Queer Places:
Cornell University (Ivy League), 410 Thurston Ave, Ithaca, NY 14850

Frank LillyDr. Frank Lilly (August 28, 1930 - October 14, 1995) was a geneticist at the Albert Einstein College of Medicine in the Bronx and one of the first openly gay Presidential appointees. In 1987, Dr. Lilly was named by President Ronald Reagan to the 13-member Presidential Commission on the Human Immunodeficiency Virus Epidemic. His appointment upset conservatives, who opposed the presence of a homosexual on the panel, even though most AIDS cases occurred among gay men. Although this imbroglio briefly cast Dr. Lilly in the national spotlight, he is better remembered for his work in describing the role of hereditary factors that govern susceptibility to cancer-causing agents. Dr.

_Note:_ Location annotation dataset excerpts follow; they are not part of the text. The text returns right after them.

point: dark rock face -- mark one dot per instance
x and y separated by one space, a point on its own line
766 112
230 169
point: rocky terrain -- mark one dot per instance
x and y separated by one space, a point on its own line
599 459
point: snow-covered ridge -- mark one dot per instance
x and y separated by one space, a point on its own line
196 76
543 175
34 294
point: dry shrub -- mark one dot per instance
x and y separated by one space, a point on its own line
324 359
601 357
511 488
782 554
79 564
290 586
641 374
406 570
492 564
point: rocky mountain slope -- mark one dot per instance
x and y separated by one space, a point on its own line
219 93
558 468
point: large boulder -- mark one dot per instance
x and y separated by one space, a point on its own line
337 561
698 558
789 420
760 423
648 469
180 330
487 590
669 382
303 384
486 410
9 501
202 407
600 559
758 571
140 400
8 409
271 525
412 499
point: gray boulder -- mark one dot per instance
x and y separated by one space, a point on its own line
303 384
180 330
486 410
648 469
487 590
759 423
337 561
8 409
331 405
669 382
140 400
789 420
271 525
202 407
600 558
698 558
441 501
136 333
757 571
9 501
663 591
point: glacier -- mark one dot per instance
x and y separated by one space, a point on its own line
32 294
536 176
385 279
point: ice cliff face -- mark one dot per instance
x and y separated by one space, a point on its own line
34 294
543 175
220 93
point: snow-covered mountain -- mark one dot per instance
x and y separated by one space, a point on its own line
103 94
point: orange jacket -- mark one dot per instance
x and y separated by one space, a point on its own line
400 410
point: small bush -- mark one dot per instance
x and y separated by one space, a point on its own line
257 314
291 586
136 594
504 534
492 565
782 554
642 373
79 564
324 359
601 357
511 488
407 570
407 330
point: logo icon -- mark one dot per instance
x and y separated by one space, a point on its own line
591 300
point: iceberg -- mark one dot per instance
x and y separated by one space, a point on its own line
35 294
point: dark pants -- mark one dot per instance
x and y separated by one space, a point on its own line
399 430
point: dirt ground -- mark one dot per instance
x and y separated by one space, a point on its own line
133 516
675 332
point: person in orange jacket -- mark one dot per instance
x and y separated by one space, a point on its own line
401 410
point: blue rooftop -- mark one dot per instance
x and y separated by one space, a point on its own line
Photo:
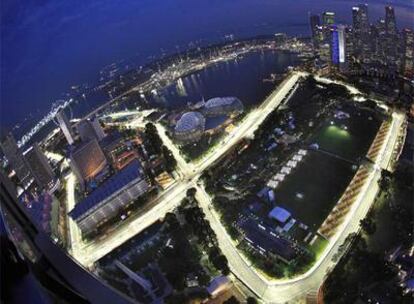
279 214
110 186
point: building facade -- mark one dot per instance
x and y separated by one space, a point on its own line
90 129
16 160
190 127
65 126
115 194
40 167
87 160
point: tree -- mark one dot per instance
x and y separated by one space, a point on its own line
251 300
170 161
191 192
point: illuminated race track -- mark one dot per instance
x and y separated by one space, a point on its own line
275 291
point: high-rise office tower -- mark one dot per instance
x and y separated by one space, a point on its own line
360 25
408 52
16 160
390 24
391 36
39 166
90 129
338 46
65 126
328 18
314 25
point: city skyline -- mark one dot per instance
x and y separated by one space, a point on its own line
275 167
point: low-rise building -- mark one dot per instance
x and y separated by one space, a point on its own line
115 194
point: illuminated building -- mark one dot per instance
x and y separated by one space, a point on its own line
16 160
408 52
87 160
55 271
90 129
190 127
328 18
116 193
338 45
39 166
314 25
65 126
360 24
223 106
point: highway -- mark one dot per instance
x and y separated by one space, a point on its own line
189 173
270 291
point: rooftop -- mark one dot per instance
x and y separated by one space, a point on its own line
279 214
109 187
190 121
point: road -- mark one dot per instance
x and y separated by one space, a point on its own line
275 291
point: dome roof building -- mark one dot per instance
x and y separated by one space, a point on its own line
223 106
190 127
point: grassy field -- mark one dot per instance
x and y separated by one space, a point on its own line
321 179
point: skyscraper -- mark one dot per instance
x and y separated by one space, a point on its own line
314 24
338 45
408 52
16 160
360 25
391 38
90 129
39 166
65 126
390 24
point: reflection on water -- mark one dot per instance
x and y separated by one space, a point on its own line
242 78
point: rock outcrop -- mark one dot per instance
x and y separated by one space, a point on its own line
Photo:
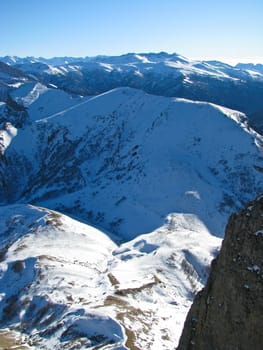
228 313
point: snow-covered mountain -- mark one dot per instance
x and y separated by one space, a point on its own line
156 73
145 184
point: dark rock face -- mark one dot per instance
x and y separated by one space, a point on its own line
228 313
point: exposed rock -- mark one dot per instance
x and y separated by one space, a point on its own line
228 313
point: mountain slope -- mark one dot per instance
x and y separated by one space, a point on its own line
157 176
124 160
163 74
228 313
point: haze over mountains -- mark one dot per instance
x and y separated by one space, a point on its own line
144 148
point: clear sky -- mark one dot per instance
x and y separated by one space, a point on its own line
229 30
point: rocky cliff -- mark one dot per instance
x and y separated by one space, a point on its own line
228 313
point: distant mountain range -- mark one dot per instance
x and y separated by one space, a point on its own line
117 177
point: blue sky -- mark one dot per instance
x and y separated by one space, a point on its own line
200 29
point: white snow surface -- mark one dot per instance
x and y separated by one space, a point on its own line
157 176
136 293
43 101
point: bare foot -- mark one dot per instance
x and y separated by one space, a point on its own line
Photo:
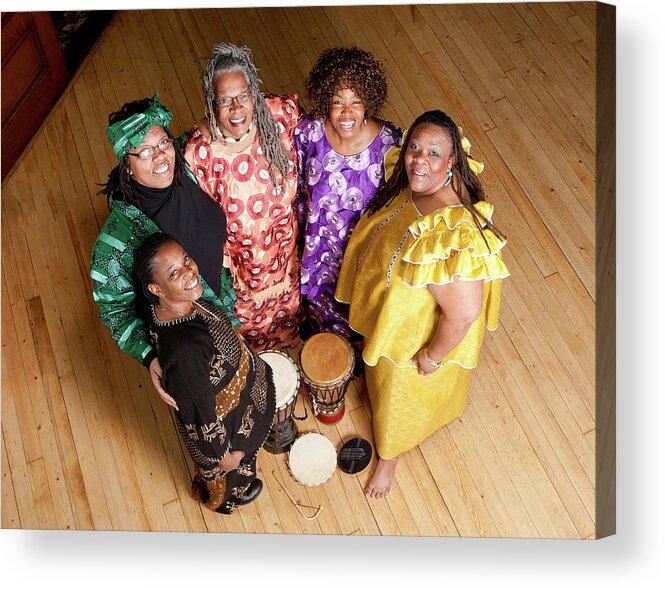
382 479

Lilly demonstrated that different tissue types in mice yielded different levels of resistance to virus-induced leukemia, and he identified the gene responsible for that difference. Dr. Dominick P. Purpura, the dean of Albert Einstein College, which is part of Yeshiva University, wrote in 1987 that Dr. Lilly "combines the talent of a 'classical' geneticist with the innovative mastery of the most sophisticated concepts and methodologies of immunology and molecular biology."

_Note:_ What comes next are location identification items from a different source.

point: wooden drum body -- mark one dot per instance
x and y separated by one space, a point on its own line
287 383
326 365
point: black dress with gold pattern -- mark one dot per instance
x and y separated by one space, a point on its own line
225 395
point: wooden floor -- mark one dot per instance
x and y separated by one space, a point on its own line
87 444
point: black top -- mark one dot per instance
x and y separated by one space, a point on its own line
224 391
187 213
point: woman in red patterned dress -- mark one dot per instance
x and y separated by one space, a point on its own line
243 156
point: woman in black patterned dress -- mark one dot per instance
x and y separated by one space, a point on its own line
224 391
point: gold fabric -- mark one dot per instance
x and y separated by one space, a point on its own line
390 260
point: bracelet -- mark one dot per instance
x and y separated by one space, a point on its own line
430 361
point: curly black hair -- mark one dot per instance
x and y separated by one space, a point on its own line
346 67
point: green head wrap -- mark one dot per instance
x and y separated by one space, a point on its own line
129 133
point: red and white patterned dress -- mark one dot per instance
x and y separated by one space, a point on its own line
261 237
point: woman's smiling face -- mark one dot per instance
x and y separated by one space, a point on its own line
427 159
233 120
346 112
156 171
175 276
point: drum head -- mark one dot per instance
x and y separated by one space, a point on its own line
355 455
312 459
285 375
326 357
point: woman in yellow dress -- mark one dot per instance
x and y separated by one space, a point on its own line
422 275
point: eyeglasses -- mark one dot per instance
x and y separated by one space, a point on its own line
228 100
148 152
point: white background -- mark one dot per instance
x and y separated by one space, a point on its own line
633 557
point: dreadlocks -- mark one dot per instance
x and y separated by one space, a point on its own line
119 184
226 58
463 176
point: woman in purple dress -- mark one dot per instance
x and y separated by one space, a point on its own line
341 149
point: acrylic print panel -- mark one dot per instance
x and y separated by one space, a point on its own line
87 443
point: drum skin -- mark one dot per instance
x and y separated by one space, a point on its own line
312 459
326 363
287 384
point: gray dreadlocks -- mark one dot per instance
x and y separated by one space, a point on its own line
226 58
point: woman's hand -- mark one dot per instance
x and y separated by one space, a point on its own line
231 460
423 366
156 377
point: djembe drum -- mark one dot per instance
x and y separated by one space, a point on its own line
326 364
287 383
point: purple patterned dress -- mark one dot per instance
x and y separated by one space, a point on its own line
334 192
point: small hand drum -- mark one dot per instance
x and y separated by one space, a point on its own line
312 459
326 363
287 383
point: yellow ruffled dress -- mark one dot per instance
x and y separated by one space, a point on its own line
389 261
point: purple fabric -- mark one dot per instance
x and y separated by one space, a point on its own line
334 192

Frank Lilly was born in Charleston, WV, the son of Frank Otho Lilly and E. Verna Zimmerman. He received a bachelor's degree from West Virginia University, a Ph.D. in organic chemistry from the University of Paris and a Ph.D. in biology from Cornell University. He joined the genetics department at Einstein College in 1965 as a research fellow. He became a professor and was chairman of the department from 1976 to 1989; he retired in August, 1995. In 1983 Dr. Lilly was elected to the National Academy of Sciences. He served on the board of the Gay Men's Health Crisis, a private AIDS support and advocacy organization, from 1984 to 1986. When he was named to the Presidential commission in July 1987, Dr. Lilly said he was "probably among the first openly gay persons to have been appointed to a significant position in any U.S. Administration." The commission was headed first by Dr. W. Eugene Mayberry, chief executive officer of the Mayo Clinic, and then by James D. Watkins, a retired admiral who had been Chief of Naval Operations. Although the White House insisted that Dr. Lilly was chosen because of his work with retroviruses similar to H.I.V., he said his homosexuality "must have been a factor of considerable weight." And he pledged "to forcefully represent the gay community as well as the biomedical community." During the commission's final deliberations in 1988, Dr. Lilly joined a narrow majority in recommending that a Federal law prohibiting Government-supported programs from discriminating against people with AIDS be expanded to the private sector.

Lilly died on October 14, 1995, at his home in Manhattan. He was 65. The cause was prostate cancer, his son, Matthew Adrian, said. Besides Mr. Adrian, of Manhattan, Dr. Lilly is survived by two daughters, Mikaela Gross and Ilana Gross, both of the Bronx.